Cette soirée d’ouverture portée par la mémoire de Dhekra Mohamed était aussi une occasion de belles retrouvailles et un devoir de mémoire et de reconnaissance à ceux qui l’ont connue et ont signé des collaborations musicales avec elle.
Une ouverture haute en couleur et en lumière qui s’est déroulée en présence d’invités et de célébrités de tous bords: stars et vedettes tunisiennes et arabes, artistes, musiciens, paroliers, compositeurs et figures du monde de l’art et de la culture.
Trois grands noms de la scène arabe ayant eu une expérience avec Dhekra ont été également honorés, à savoir, d’abord, Abderrahmane Ayadi qui fut son mentor et qui lui a offert les plus belles chansons de son répertoire des débuts, l’arrangeur égyptien Mohamed Mostapha, le poète Heni Abdelkarim et le compositeur Salah Charnoubi.
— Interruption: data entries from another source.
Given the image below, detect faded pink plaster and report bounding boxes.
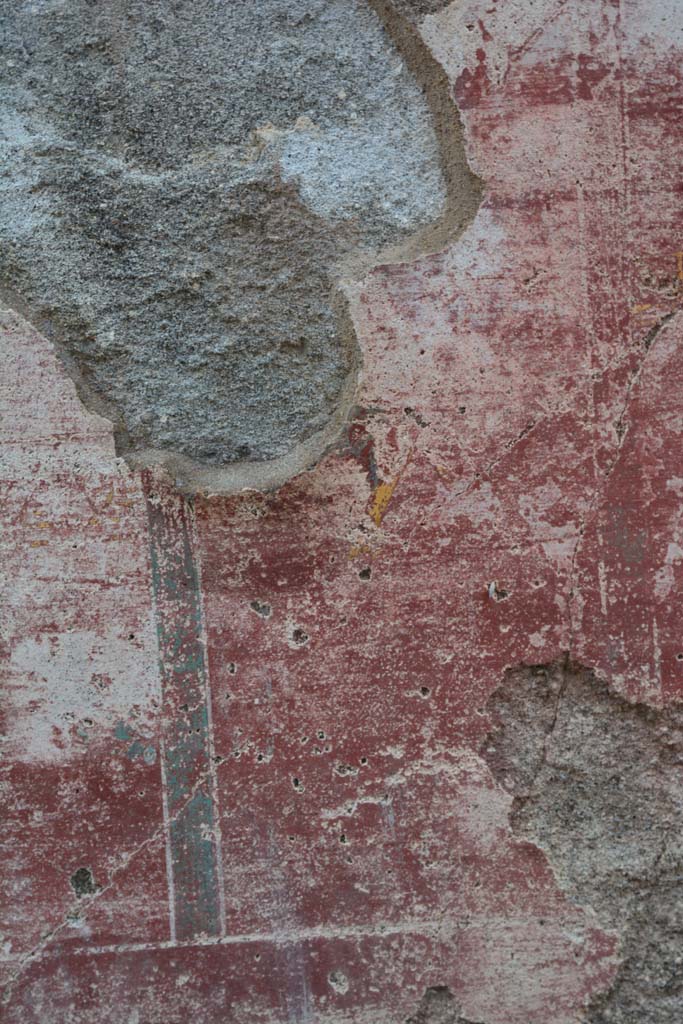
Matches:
[2,0,683,1024]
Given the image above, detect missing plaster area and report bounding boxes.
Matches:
[482,659,683,1024]
[405,985,481,1024]
[0,0,478,490]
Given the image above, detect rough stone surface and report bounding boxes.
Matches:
[483,662,683,1024]
[0,0,458,483]
[0,0,683,1024]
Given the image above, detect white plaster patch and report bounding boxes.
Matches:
[4,622,161,762]
[420,0,565,85]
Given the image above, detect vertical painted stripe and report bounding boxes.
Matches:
[144,474,222,940]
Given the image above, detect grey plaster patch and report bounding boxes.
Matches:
[0,0,481,490]
[482,662,683,1024]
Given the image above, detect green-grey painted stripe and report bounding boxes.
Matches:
[145,474,221,940]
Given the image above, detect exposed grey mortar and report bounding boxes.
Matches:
[482,662,683,1024]
[405,985,481,1024]
[385,0,452,25]
[0,0,481,489]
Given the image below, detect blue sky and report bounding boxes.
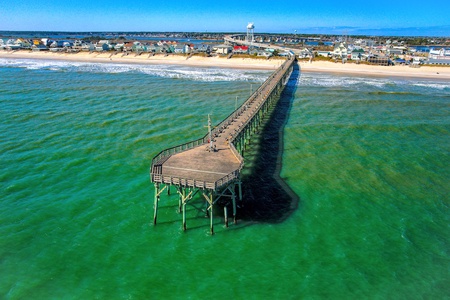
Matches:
[0,0,450,36]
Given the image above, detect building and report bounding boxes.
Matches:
[427,47,450,65]
[233,45,248,54]
[213,44,233,54]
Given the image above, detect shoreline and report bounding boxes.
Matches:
[0,51,450,81]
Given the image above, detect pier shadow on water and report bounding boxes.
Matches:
[238,64,300,223]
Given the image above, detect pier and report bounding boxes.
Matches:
[150,56,295,234]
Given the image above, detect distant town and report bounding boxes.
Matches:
[0,30,450,66]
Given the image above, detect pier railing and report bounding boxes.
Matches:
[150,56,295,190]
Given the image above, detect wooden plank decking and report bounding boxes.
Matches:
[150,58,294,190]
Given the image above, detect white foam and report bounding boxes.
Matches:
[298,73,450,90]
[0,59,270,82]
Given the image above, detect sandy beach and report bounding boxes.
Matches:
[0,51,450,80]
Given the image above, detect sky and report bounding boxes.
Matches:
[0,0,450,36]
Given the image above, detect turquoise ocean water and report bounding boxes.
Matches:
[0,59,450,299]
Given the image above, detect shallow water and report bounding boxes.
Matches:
[0,59,450,299]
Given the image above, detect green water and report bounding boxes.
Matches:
[0,60,450,299]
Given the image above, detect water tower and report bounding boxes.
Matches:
[247,23,255,44]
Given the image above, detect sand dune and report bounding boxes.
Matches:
[0,51,450,80]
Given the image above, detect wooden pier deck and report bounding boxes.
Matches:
[150,56,295,232]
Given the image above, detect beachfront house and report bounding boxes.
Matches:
[316,51,331,57]
[131,41,147,53]
[197,45,211,54]
[213,44,233,54]
[332,42,348,59]
[298,48,313,58]
[31,43,48,52]
[427,47,450,65]
[350,48,367,61]
[95,40,110,52]
[386,47,406,56]
[114,43,124,52]
[81,42,95,52]
[147,43,161,53]
[233,45,248,54]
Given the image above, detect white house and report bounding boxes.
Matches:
[213,45,233,54]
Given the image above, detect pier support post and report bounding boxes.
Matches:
[208,192,214,235]
[183,202,186,231]
[223,205,228,228]
[231,193,237,224]
[153,182,159,225]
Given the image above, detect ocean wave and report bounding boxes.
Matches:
[297,73,450,93]
[0,59,270,82]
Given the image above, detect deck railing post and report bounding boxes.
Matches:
[153,182,159,225]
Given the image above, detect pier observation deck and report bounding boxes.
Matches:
[150,56,295,234]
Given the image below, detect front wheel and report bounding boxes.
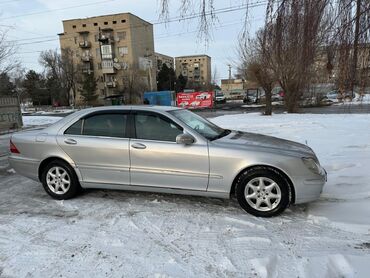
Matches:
[41,160,81,200]
[235,167,291,217]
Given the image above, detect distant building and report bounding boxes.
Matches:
[59,13,156,104]
[175,55,212,86]
[154,52,175,72]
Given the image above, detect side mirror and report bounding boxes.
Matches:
[176,133,195,145]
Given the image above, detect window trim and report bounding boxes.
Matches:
[63,110,131,139]
[129,110,185,144]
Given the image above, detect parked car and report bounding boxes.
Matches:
[243,94,257,104]
[215,91,226,103]
[195,93,211,100]
[320,91,339,104]
[9,105,326,217]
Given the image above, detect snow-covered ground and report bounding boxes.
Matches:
[0,114,370,278]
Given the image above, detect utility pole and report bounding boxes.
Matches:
[227,64,231,93]
[351,0,362,98]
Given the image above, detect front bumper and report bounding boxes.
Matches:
[293,169,327,204]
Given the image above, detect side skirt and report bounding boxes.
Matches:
[80,181,230,199]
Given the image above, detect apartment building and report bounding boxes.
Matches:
[59,13,156,105]
[154,52,175,72]
[175,55,212,86]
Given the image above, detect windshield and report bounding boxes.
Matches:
[169,109,230,140]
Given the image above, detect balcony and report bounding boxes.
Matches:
[82,68,93,74]
[78,41,91,48]
[105,81,117,88]
[81,55,91,62]
[101,60,114,73]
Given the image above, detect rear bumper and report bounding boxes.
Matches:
[9,156,40,181]
[293,171,327,204]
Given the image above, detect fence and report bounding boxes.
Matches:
[0,97,22,132]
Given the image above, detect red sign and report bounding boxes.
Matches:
[176,92,213,109]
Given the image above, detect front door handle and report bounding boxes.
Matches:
[64,138,77,145]
[131,143,146,150]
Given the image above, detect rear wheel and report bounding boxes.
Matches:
[235,167,291,217]
[41,160,81,200]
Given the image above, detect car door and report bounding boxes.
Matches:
[130,111,209,191]
[57,110,130,186]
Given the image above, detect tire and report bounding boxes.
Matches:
[235,167,291,217]
[41,160,81,200]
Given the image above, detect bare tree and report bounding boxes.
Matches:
[123,64,149,104]
[237,29,276,115]
[0,31,19,73]
[265,0,329,113]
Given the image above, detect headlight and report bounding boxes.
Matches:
[302,157,321,175]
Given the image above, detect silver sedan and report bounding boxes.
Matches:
[9,106,326,217]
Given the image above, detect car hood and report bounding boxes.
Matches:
[214,131,317,159]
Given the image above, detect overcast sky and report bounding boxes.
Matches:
[0,0,266,82]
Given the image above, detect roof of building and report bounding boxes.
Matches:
[63,13,153,25]
[175,54,211,59]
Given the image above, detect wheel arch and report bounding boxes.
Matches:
[38,156,80,181]
[230,164,295,204]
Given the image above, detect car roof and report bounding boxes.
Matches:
[45,105,182,132]
[81,105,182,112]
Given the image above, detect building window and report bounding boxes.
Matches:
[101,44,113,59]
[118,46,128,56]
[117,32,126,40]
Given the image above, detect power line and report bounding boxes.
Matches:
[17,21,249,54]
[10,0,267,46]
[0,0,116,21]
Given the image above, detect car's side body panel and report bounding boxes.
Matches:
[9,106,326,203]
[130,139,209,191]
[57,134,130,184]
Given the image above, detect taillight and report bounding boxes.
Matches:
[10,140,20,153]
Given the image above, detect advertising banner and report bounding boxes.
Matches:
[176,92,213,109]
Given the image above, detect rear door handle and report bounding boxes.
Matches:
[64,138,77,145]
[131,143,146,150]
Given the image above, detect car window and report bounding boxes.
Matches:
[64,120,82,135]
[82,114,127,138]
[135,113,182,142]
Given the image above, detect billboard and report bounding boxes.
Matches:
[176,92,213,109]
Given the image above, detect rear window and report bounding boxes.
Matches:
[64,114,127,138]
[64,120,82,135]
[82,114,127,138]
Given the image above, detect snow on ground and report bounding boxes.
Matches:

Sans oublier aussi une figure de la scène audiovisuelle égyptienne, l’animatrice de télévision Mona El-Shazly, qui n’a pas manqué de louer avec nostalgie et amour le parcours riche et dense de la regrettée avec sa voix inégalable, inclassable et puissante.
Sur la scène finement déployée, l’Orchestre national de musique au grand complet, sous la houlette du jeune maestro Youssef Belhani, a ensuite accompagné une belle brochette d’artistes dans des prestations où les chanteuses Emna Dammak, Molka Cherni, Safa Saad, Nawel Ghachem, Eya Daghnouj, Olfa Ben Romdhane, Yosra Mahnouch et les chanteurs Ghazi Ayadi et Mohamed Jebali ont repris certains tubes parmi les 16 albums de la chanteuse Dhekra Mohamed, pour ne citer que «Ila Hodhn Ommi», «Wehyeti andek», «Ana zay Zaman» «Wselni jawab», «Allah ghaleb», «Youm lik youm alik»…
Pour cet hommage au pluriel, ce sont des artistes tunisiens prestigieux et de grands noms de la scène musicale arabe, des artistes qui, l’ayant connue et côtoyée, ont répondu présents pour cette soirée où les uns l’ont chantée et d’autres ont chanté pour elle comme Cheb Jilani, Mohamed El Helou, Heni Chaker…
Pendant plus de deux heures, le théâtre de l’opéra a vibré au rythme de célèbres chansons du répertoire de Dhekra plongeant les présents dans les mélodies d’hier. À la mémoire de cette artiste exceptionnelle. De la classe, du beau dosage, un rythme maîtrisé, de l’émotion, en somme les ingrédients nécessaires pour une image fraîche mais bien ancrée dans une histoire et fidèle à sa mémoire.